Tuberculosis Status and Coinfection of Pulmonary Fungal Infections in Patients Referred to Reference Laboratory of Health Centers Ghaemshahr City during 2007-2017
- PMID: 30607084
- PMCID: PMC6308747
- DOI: 10.4314/ejhs.v28i6.2
Tuberculosis Status and Coinfection of Pulmonary Fungal Infections in Patients Referred to Reference Laboratory of Health Centers Ghaemshahr City during 2007-2017
Abstract
Background: Pulmonary tuberculosis is one of the most important health concerns. Pulmonary fungal infections have clinical and radiological characteristics similar to tuberculosis which may be easily misdiagnosed as tuberculosis. This study aimed to evaluate tuberculosis (TB) status and coinfection of TB with pulmonary fungal infections in patients referred to reference laboratory of health centers Ghaemshahr city during 2007-2017.
Methods: This cross-sectional study was conducted during eleven years, between 2007-2017, on 3577 patients with suspected TB referred to health centers of Ghaemshahr City. For isolation, sputum smear preparation and Ziehl-Neelson staining in companying with microscopy direct observation and KOH 10% + white Calcofluor staining was used. The culture of fungi was performed on Sabouraud Dextrose agar, Czapek and chrome agar media. Then, data were analyzed using SPSS software (version 16) through Student's t-test, Fisher test, and Odds Ratio. P values <0.05 were considered statistically significant.
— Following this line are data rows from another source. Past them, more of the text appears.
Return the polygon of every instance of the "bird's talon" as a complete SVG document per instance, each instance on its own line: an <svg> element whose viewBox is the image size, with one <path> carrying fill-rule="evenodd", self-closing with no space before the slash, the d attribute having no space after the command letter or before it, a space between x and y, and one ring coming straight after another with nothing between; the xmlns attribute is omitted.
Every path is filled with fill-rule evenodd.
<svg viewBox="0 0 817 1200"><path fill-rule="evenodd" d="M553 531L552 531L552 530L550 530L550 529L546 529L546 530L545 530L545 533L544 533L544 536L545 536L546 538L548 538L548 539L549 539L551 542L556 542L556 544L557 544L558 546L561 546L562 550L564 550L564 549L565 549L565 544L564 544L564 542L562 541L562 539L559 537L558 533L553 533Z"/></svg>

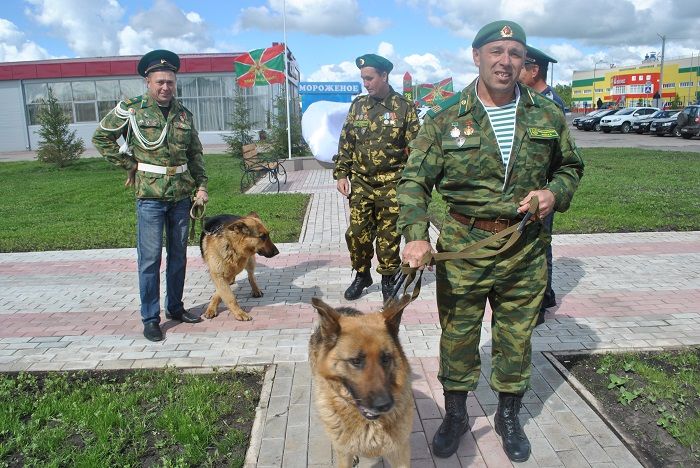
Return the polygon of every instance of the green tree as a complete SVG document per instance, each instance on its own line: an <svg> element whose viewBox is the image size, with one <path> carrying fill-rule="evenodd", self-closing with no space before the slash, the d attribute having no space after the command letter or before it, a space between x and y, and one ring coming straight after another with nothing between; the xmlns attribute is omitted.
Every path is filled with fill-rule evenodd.
<svg viewBox="0 0 700 468"><path fill-rule="evenodd" d="M559 95L566 107L571 107L571 86L570 85L554 85L554 92Z"/></svg>
<svg viewBox="0 0 700 468"><path fill-rule="evenodd" d="M64 167L80 158L85 151L82 138L75 136L75 130L70 131L70 119L58 104L58 99L49 87L49 98L44 100L39 110L38 119L41 127L39 134L39 149L36 157L39 161Z"/></svg>
<svg viewBox="0 0 700 468"><path fill-rule="evenodd" d="M291 125L292 154L297 156L308 150L306 142L301 136L301 111L298 102L292 100L289 103L289 117ZM270 147L276 157L283 158L287 151L287 106L284 95L275 98L274 114L270 116Z"/></svg>
<svg viewBox="0 0 700 468"><path fill-rule="evenodd" d="M222 138L228 145L229 154L234 158L242 158L243 145L253 142L253 137L250 134L253 125L250 123L248 100L239 87L236 87L233 94L233 113L228 125L231 128L231 135L222 135Z"/></svg>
Results: Of 3577 patients, 10731 smears were prepared, 3.6% (n=130) of patients were identified as smear-positive pulmonary tuberculosis, 86.4% (n=3090) were smear negative and 10% (n=357) drug-resistant TB. The mean age of patients was 48±1.8 years. With increasing age, the prevalence of TB has increased which was statistically significant (P value <0.05). Prevalence of tuberculosis in the age group over than 57 years in males and females had an ascending trend. Amongst the positive tuberculosis patients, 16/130 cases (12.3%) had the coinfection of TB with fungi microorganisms.
Conclusion: Our findings showed the coinfection of fungi agents in patients with tuberculosis that should be considered.
Keywords: Coinfection; Mycobacterium tuberculosis; Pulmonary Fungal Infection.